Next UK government must not let internet companies off the hook when they fail to protect children


NSPCC Cymru / Wales reiterates calls for action as Welsh Assembly debates online safety


Websites and social networks must be regulated and fined where necessary



NSPCC Cymru / Wales has reiterated calls for tough action to crack down on internet companies who fail to protect children as the National Assembly for Wales debates online safety on Wednesday (May 17th).


Ahead of the UK general election the leading children’s charity has called on the next UK government to ensure social networks are regulated like other media outlets and fined when they fail to protect children.

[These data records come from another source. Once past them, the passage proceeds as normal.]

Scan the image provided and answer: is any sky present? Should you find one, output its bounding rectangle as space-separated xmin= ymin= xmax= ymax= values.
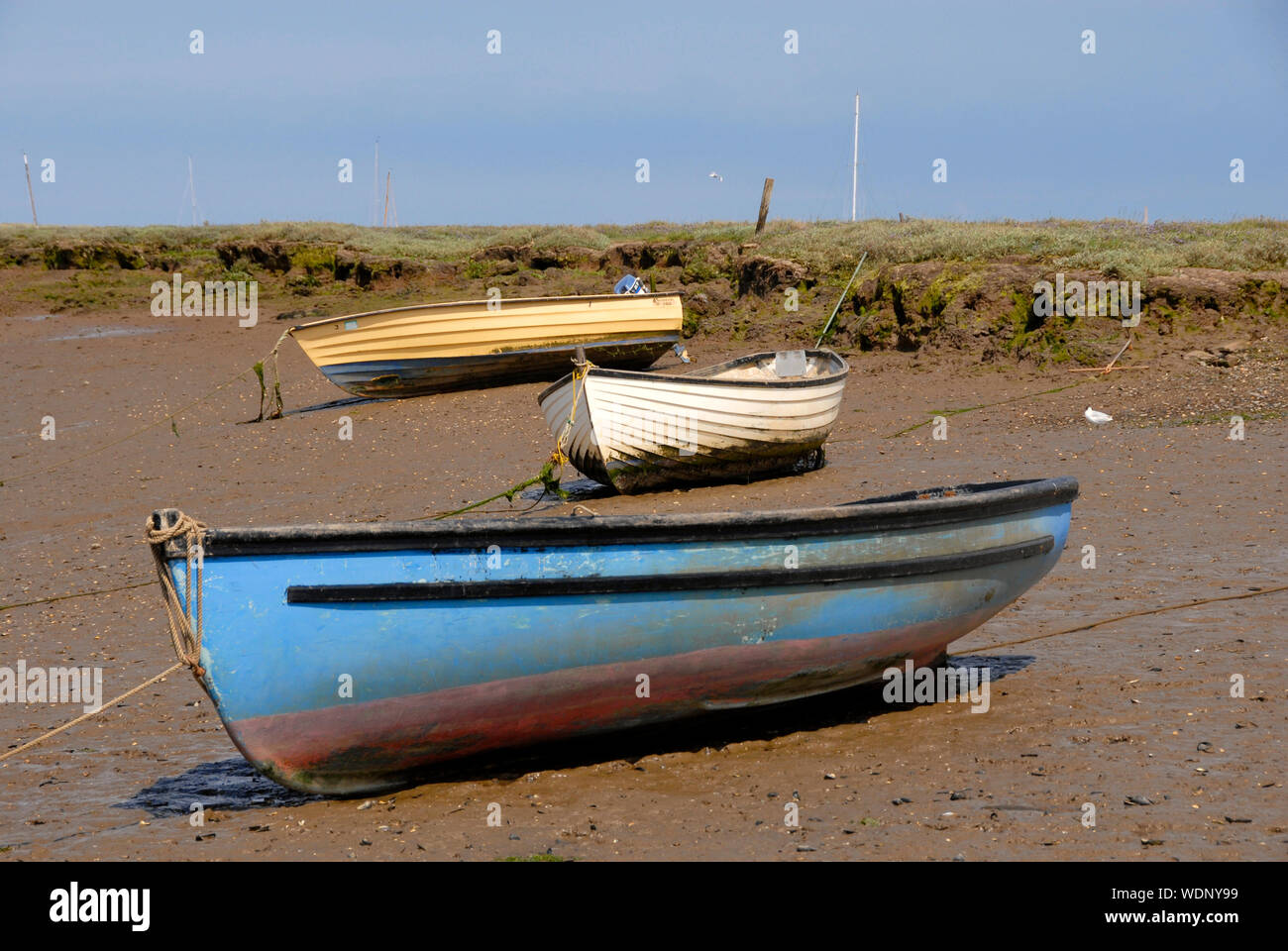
xmin=0 ymin=0 xmax=1288 ymax=226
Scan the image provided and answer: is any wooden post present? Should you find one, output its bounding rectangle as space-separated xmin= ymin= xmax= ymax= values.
xmin=22 ymin=152 xmax=40 ymax=224
xmin=756 ymin=178 xmax=774 ymax=235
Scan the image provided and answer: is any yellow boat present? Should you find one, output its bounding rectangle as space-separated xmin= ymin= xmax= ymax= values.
xmin=290 ymin=292 xmax=683 ymax=397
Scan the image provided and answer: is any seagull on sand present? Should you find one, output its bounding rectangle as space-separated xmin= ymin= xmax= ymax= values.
xmin=1082 ymin=406 xmax=1115 ymax=427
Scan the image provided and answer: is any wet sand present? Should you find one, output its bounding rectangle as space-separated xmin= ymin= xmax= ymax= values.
xmin=0 ymin=307 xmax=1288 ymax=861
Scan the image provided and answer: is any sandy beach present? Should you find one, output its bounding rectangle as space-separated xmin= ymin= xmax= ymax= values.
xmin=0 ymin=270 xmax=1288 ymax=861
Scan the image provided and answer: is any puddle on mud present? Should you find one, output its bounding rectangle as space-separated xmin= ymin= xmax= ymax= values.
xmin=113 ymin=759 xmax=322 ymax=818
xmin=519 ymin=478 xmax=617 ymax=502
xmin=46 ymin=327 xmax=164 ymax=343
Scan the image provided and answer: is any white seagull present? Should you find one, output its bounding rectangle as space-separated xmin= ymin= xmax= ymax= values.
xmin=1082 ymin=406 xmax=1115 ymax=427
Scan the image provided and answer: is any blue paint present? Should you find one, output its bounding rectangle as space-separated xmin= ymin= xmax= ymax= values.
xmin=170 ymin=502 xmax=1070 ymax=720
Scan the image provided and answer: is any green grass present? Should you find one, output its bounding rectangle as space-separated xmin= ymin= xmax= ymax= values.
xmin=0 ymin=218 xmax=1288 ymax=279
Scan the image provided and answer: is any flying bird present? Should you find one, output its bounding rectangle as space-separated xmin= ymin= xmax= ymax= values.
xmin=1082 ymin=406 xmax=1115 ymax=427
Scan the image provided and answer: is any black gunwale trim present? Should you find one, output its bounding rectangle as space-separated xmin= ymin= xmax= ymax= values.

It has called on all political parties across the UK to sign up to a set of minimum standards that internet companies must meet to safeguard children, including a requirement for sites to be age-rated, just as films are by British Board of Film Classification.


The NSPCC has also called for safer accounts to be automatically offered to all social network users who are under 18 – with default privacy settings, proactive filtering of harmful content and mechanisms to guard against grooming.


It comes after NSPCC and O2 research found four out of five children feel that social media companies aren’t doing enough to protect them from pornography, self-harm, bullying and hatred on their sites.


In the Senedd on Wednesday, Assembly Members will debate the importance of taking action to ensure children are kept safe online.


Head of NSPCC Cymru / Wales, Des Mannion, said:


“Online safety is one of the biggest risks facing children and young people today and one which the next UK government must tackle head on.


“All devolved administrations have a part to play in the innovative solutions required and and it’s encouraging to see Assembly Members debating the issue in the Senedd.


“Whichever party is in UK government next month, the time has come for them to commit to ensuring Britain has the right tools to keep children are as safe online as they are offline.


“Internet companies themselves have proven their own voluntary regulations are not up to scratch when it comes to child protection.”